I'm losing my mind.  You may ask...why?  You may not ask anything.  But I'll tell you anyhow.

There is a smoke detector beeping in my apartment!  I am losing my mind because I can't make it stop.  Someone send help.  Seriously, I mean it this time!

Let me be clear.  The smoke detector itself is not actually in my apartment, but the NOISE from the smoke detector is.  I know it's not in my apartment because I've tracked down all the smoke detectors in this place (I have two).  I have stood (or squatted, since one is in the crawlspace above my kitchen) underneath them and listened for beeping noises.  I still hear the beeping noises, but they're not coming from my apartment.  This is for certain!

So where is it coming from?  Good question.  I still don't know.  Ugh.  Someone save me.  Or send earplugs.

Anyhow, to take my mind off the random beeps currently interspersed in my life, I made roasted sausages.  Not just any roasted sausages.  These sausages are atop a bed of polenta, onions, and tomatoes.  So basically every super tasty thing is captured on this baking sheet.  Then we top it with tangy Gorgonzola cheese.  Stop it!  OK, no, don't stop it.  Excuse me while I faceplant into this dish to drown out the incessant beeping that is stillllllll going on...

 

Roasted Sausage & Tomatoes with Polenta & Gorgonzola
slightly adapted from Molly Gilbert's Sheet Pan Suppers
makes 4 servings

Print Recipe

  • 1 tube (18 ounces) precooked polenta (I used a sun-dried polenta but you can use what you want/have)
  • 1 small red onion, sliced into thin half-moons
  • 2 cups grape tomatoes
  • 2 tablespoons extra virgin olive oil
  • 1/4 teaspoon kosher salt
  • fresh black pepper
  • 6 links hot Italian sausage (~1 1/2 lbs)
  • 1/2 teaspoon fresh thyme leaves
  • 1/2 teaspoon fresh rosemary, diced
  • 2 tablespoons crumbled Gorgonzola cheese + extra for serving (optional)
  • cooking spray

1) Preheat oven to 425 degrees F.  Make sure one rack is in the center of the oven and another rack is about 4 inches below the broiler.  Spray a baking pan with cooking spray and set aside.

2) Cut the plastic packaging off the polenta.  Pat the excess water off the polenta.  Slice into 1/4 - 1/2 inch rounds.  Space the rounds evenly on the prepared baking pan.

3) In a medium bowl, combine the tomatoes, onions, salt and pepper with the olive oil.  Use a utensil or your hands to mix everything together.  Spread the mixture evenly over the polenta.

4) Place the sausages on the baking pan, on top of all the other ingredients.  Use a fork to pierce each sausage once or twice.  Sprinkle the fresh herbs over everything.

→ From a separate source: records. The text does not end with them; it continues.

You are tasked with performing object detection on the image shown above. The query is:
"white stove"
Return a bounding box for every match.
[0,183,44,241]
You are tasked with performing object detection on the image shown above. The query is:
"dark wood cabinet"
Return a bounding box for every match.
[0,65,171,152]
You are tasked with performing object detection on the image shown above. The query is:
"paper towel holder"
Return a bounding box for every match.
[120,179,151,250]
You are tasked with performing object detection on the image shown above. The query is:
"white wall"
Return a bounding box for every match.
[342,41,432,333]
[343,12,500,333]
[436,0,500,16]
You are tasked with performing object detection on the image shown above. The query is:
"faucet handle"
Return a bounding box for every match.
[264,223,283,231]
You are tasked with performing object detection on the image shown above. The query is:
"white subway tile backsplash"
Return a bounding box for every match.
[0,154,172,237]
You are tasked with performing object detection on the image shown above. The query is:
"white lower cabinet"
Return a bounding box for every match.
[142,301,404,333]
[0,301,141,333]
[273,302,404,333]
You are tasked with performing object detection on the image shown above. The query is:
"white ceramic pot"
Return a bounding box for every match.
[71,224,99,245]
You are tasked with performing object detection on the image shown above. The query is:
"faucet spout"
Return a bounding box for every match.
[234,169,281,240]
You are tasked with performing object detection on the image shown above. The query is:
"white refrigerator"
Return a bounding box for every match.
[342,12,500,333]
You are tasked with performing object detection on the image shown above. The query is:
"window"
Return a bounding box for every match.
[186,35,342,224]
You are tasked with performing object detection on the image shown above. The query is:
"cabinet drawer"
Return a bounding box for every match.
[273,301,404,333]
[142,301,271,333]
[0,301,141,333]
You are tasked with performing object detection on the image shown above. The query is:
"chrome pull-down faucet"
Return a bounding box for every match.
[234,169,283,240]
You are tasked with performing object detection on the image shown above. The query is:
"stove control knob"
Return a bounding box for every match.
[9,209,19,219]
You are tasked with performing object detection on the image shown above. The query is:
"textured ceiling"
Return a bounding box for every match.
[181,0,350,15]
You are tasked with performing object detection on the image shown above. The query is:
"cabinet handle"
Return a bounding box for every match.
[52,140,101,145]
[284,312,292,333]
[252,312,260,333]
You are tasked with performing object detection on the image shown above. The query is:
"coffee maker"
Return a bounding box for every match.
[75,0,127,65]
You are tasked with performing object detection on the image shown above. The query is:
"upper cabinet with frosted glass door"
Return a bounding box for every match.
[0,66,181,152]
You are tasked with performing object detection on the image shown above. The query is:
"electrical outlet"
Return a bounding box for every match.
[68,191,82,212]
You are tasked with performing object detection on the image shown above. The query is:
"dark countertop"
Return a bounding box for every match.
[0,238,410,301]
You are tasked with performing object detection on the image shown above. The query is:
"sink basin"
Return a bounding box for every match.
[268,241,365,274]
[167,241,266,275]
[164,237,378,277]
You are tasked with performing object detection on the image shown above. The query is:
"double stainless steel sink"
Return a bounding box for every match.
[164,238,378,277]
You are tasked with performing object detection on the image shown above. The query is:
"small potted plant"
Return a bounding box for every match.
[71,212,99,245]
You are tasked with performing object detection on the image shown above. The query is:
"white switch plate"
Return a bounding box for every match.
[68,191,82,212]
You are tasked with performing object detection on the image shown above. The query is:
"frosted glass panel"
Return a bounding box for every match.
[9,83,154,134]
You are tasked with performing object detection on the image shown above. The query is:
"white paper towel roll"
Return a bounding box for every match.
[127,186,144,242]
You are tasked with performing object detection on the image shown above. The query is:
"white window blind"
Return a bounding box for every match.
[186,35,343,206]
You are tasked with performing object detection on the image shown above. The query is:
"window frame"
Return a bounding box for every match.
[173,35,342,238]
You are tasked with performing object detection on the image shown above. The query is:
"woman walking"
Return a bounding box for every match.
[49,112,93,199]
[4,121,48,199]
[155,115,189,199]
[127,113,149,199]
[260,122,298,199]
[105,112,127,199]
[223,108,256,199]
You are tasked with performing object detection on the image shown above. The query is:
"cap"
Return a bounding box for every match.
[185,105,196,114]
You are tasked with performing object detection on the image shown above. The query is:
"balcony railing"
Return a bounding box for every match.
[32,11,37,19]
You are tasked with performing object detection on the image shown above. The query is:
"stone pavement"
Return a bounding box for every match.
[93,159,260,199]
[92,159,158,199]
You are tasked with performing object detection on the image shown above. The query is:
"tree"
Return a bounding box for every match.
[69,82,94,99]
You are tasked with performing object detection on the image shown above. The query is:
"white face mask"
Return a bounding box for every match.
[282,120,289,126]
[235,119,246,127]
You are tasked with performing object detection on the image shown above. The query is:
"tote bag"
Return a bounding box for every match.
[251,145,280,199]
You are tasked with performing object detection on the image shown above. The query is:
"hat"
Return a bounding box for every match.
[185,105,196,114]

5)  Place the baking sheet in the oven and cook for ~30 minutes or until the tomato skins start to wrinkle.

6) Remove the baking pan from the oven and turn the broiler on.  Sprinkle 2 tablespoons of Gorgonzola cheese over the entire dish.  Return the pan to the oven.  This time, place it on the upper shelf close to the broiler and allow to cook for 3-5 minutes.

7) Serve warm, with the the sausages over the polenta.  If desired, sprinkle additional Gorgonzola cheese on top of the dish before serving.